- Coat of arms
- Interactive map of Gmina Żyraków
- Coordinates (Żyraków): 50°5′N 21°24′E﻿ / ﻿50.083°N 21.400°E
- Country: Poland
- Voivodeship: Subcarpathian
- County: Dębica
- Seat: Żyraków

Area
- • Total: 110.29 km^{2} (42.58 sq mi)

Population (2006)
- • Total: 13,328
- • Density: 120.85/km^{2} (312.99/sq mi)
- Website: http://www.zyrakow.pl

= Gmina Żyraków =

Gmina Żyraków is a rural gmina (administrative district) in Dębica County, Subcarpathian Voivodeship, in southeastern Poland. Its seat is the village of Żyraków, which lies approximately 4 km north of Dębica and 44 km west of the regional capital Rzeszów.

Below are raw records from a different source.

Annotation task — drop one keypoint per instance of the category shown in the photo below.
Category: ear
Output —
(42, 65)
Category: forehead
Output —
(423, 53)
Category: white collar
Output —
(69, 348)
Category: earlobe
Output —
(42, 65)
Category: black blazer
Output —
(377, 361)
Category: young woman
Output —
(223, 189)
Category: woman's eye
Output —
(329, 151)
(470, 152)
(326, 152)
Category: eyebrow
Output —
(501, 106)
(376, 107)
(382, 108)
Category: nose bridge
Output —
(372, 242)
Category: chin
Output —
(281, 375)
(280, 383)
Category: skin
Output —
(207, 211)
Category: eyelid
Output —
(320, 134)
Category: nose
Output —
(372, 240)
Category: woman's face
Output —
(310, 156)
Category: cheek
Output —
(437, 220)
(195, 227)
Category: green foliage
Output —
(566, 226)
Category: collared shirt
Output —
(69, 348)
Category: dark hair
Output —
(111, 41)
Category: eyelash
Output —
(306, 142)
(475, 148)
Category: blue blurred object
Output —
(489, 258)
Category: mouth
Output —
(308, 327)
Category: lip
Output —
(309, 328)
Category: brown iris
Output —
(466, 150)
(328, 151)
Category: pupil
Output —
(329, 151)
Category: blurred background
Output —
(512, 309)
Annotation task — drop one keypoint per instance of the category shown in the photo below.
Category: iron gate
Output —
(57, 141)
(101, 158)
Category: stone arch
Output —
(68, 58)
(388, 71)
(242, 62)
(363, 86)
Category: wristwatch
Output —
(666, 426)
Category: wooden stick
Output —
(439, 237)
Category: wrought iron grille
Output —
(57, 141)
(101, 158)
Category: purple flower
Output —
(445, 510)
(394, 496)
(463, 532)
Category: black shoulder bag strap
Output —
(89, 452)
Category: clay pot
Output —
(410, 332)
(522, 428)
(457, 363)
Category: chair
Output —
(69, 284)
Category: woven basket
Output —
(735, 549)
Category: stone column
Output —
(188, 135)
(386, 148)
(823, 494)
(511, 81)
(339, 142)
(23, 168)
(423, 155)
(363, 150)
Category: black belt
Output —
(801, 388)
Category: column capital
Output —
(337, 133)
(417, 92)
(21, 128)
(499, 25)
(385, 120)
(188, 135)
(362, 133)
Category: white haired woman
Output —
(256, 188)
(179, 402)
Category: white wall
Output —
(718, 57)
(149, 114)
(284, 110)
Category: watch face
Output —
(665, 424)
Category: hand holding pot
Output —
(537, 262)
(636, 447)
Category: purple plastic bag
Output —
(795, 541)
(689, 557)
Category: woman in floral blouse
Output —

The gmina covers an area of 110.29 km2, and as of 2006 its total population is 13,328.

==Villages==
Gmina Żyraków contains the villages and settlements of Bobrowa, Bobrowa Wola, Góra Motyczna, Korzeniów, Mokre, Nagoszyn, Straszęcin, Wiewiórka, Wola Wielka, Wola Żyrakowska, Zasów, Zawierzbie and Żyraków.

==Neighbouring gminas==
Gmina Żyraków is bordered by the town of Dębica and by the gminas of Czarna, Dębica, Przecław and Radomyśl Wielki.